Like Mozambique, many countries are emerging from conflict and need to build transitional governments from scratch before they can begin the gritty task of removing mines from the ground.
The most heavily mined areas on the planet in terms of land mass, remain Afghanistan, Bosnia, Cambodia and Turkey and "very probably Iraq", which are classified as having "massive anti-personnel mine contamination", according to data from the Landmine Monitor.
Mines are still manufactured but in much smaller quantities than before the mine-ban treaty came into existence.
Last year saw a dramatic milestone when the US was removed from the list of mine producing countries.
The Landmine Monitor believes "active production" may be on-going in as many as four countries: India, Myanmar, Pakistan and South Korea.
Much to do
Mines may have been cleared from Mozambique, but there is still work to be done.

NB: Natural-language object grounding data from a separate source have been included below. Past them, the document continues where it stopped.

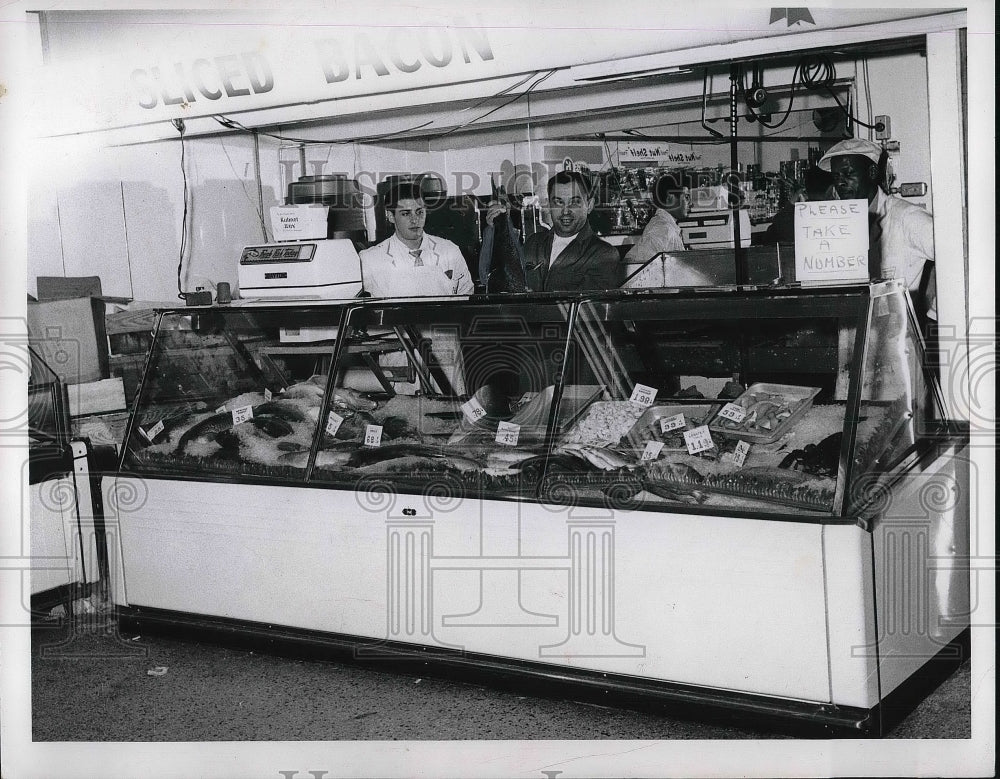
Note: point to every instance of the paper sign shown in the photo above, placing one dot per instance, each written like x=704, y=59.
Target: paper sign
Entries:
x=333, y=423
x=373, y=435
x=473, y=409
x=652, y=450
x=698, y=440
x=672, y=423
x=734, y=412
x=831, y=240
x=507, y=433
x=154, y=431
x=242, y=414
x=643, y=395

Just across the border in Zimbabwe, where many Mozambicans regularly travel to trade, there remains a thick belt of anti-personnel mines.
Accidents caused by unexploded bombs also continue, with a number of child casualties reported just a few weeks ago, and the Halo Trust is now in discussions with the government of Mozambique about clearing former military ammunition depots, according to Mr Ruysen.
In countries such as Afghanistan, where old Soviet mines continue to litter the countryside, you quickly discover that the world for "mine" and "roadside bomb" are used interchangeably by civilians and the Afghan National Security Forces, causing considerable confusion.
As landmine production and contamination wane and armed militias employ more guerrilla-style tactics, using trip wires, booby traps and roadside bombs detonated by mobile phones to intimidate, maim and kill, the type of help conflict countries require is changing.
Assistance and training in clearing these types of deadly weapons are likely to eventually become the mainstay of mine-clearing charities' activities.
And as conflicts continue in Syria, Iraq, Central and South Asia, de-miners are unlikely to be done out of a job.